Du reste, la cathédrale sans toit est d’un effet étrange et qui a sa beauté. Les murs sont si chargés de colonnettes et de piliers en gerbes et de nervures que, de cette même porte Guillaume d’où on la voit dans toute sa magnificence, elle apparaît au-dessus de la ville comme un immense orgue de pierre.

Vue du haut du grand clocher, la croupe incendiée et mise à nu est superbe. On dirait le dos d’un monstre énorme. Ce qui paraît singulier d’abord, quoiqu’on se l’explique ensuite par la réflexion, c’est que le plomb dont est revêtu le promenoir de la haute galerie qui circulait autour du toit est resté parfaitement intact, quoique si voisin de l’embrasement que le plomb de la couverture en fusion a coulé dessus de toutes parts, et y pend encore à l’heure qu’il est en mille stalactites qui brillent d’une façon charmante au soleil.

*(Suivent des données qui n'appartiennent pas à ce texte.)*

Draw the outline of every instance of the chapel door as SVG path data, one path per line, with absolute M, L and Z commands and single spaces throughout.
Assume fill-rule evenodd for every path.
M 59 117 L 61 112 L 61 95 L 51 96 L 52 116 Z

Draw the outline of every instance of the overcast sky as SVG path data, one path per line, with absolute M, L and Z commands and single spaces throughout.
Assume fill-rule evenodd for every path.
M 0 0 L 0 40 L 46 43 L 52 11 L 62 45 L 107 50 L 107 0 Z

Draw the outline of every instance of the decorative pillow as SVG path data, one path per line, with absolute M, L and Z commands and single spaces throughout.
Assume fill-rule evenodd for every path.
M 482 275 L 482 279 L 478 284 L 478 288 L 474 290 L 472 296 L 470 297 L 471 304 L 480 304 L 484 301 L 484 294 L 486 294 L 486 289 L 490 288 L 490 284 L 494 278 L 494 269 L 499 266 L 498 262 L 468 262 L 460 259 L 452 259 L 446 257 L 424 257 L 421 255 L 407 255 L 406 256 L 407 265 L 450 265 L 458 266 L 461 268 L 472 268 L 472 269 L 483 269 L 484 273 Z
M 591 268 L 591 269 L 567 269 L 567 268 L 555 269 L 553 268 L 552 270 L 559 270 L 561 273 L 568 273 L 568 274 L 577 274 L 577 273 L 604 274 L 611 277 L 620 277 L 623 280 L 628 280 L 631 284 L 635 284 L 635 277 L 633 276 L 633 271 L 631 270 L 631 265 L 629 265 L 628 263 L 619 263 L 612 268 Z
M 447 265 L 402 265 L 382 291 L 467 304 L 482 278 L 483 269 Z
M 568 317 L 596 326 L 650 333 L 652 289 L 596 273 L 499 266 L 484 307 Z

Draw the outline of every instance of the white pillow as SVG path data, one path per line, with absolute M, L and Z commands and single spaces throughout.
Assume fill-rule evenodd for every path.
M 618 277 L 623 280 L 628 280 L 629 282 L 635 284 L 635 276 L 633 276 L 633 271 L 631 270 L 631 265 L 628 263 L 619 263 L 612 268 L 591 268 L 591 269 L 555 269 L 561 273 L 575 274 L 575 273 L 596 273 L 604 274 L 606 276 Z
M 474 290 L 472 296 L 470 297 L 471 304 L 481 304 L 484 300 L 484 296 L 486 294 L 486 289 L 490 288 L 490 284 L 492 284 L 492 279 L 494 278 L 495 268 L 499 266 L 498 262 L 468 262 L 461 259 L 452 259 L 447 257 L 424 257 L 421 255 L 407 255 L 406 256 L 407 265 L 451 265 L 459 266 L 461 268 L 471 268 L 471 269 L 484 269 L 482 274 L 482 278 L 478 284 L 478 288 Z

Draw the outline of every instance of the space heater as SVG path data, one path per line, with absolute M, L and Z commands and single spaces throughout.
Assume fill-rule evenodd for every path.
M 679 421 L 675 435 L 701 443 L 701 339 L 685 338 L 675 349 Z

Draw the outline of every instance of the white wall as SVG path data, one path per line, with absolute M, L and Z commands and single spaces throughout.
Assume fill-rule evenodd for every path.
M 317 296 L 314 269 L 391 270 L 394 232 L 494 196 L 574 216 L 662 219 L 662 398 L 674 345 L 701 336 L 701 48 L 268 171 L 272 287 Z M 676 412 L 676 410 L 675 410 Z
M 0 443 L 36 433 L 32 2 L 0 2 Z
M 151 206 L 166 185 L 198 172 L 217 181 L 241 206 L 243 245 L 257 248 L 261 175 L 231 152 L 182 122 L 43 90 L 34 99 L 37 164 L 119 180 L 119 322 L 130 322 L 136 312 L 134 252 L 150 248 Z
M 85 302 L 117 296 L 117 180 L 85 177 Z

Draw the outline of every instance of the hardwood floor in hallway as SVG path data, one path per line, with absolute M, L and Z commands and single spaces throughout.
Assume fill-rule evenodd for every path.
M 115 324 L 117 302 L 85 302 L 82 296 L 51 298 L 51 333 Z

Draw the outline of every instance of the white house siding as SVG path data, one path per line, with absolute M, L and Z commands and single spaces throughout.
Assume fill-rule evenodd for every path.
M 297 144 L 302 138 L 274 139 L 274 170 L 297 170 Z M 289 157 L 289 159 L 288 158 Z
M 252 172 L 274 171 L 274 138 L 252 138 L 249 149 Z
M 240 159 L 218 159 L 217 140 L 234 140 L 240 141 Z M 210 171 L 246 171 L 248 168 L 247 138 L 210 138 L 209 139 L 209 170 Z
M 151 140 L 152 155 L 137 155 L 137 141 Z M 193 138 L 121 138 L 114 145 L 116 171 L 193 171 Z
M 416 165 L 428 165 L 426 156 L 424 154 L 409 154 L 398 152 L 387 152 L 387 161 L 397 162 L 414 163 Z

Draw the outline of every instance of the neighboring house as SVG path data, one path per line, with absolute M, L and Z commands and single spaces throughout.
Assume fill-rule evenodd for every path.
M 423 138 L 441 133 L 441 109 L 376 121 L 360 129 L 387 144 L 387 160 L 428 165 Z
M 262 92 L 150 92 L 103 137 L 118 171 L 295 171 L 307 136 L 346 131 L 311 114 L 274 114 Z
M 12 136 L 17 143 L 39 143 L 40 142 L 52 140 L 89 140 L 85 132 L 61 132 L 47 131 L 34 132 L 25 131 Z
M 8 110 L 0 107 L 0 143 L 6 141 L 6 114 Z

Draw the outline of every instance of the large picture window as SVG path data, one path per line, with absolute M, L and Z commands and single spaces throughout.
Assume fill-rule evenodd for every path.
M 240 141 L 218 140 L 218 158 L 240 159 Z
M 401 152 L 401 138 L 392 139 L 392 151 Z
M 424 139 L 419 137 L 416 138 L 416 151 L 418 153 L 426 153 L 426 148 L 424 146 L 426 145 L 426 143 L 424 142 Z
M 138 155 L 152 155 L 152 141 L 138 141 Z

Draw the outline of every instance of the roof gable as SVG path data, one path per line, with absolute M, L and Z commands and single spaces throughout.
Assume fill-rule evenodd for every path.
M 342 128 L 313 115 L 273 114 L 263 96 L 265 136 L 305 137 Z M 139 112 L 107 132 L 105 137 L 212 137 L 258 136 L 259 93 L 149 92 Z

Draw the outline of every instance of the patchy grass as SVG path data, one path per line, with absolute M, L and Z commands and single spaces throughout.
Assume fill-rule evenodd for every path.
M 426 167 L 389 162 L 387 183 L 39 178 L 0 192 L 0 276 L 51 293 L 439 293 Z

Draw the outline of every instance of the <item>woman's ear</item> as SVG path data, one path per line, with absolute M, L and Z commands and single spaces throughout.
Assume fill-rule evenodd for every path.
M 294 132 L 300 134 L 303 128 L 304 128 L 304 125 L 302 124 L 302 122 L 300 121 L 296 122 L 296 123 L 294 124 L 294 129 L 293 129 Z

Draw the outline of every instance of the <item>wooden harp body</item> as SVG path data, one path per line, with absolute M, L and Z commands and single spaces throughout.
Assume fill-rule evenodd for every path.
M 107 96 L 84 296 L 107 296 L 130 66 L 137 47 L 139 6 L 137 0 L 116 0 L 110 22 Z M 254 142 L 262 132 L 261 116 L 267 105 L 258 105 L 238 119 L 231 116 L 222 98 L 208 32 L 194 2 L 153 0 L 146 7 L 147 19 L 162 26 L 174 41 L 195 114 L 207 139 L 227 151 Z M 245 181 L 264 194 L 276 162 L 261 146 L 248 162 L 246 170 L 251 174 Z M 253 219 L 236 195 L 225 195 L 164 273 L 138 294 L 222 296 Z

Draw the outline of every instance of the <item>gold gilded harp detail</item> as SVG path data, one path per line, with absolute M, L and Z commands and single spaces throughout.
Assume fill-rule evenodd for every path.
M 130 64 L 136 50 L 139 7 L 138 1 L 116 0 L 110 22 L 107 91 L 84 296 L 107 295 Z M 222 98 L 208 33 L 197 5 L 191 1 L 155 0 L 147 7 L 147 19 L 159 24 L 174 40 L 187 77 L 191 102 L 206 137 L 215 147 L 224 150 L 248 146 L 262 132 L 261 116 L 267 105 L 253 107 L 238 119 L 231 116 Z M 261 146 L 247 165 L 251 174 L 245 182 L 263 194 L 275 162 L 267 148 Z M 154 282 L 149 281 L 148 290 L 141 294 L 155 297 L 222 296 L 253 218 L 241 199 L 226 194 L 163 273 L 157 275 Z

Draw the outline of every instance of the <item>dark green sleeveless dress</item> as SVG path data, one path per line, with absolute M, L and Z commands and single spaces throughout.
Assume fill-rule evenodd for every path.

Du reste la ville de Chartres, prise du côté des vieux remparts, est très pittoresque et devrait être plus visitée des peintres qu’elle ne l’est.

La poste va partir, j’écris tout ceci à la hâte. Chère amie, donne ces détails à ceux de nos amis qui t’en demanderont. Nanteuil est encore avec moi. Le voyage l’a mis en appétit d’aller plus loin, et nous avons gardé notre cabriolet. Il te présente ses respects.

Moi, je vous embrasse tous, et toi avant tous. Je ne sens jamais plus combien je t’aime qu’absent de toi. Embrasse mille fois nos bien-aimés petits. Je te le rendrai. Écris-moi poste restante à Cherbourg. Toujours M. le Baron Hugo. — Pas de prénom.

Ton Victor.

Lis tout ceci à ton père que j’aime et à qui je serre la main. Je pense que cette lettre l’intéressera. Il s’occupe de tout cela comme moi et mieux que moi.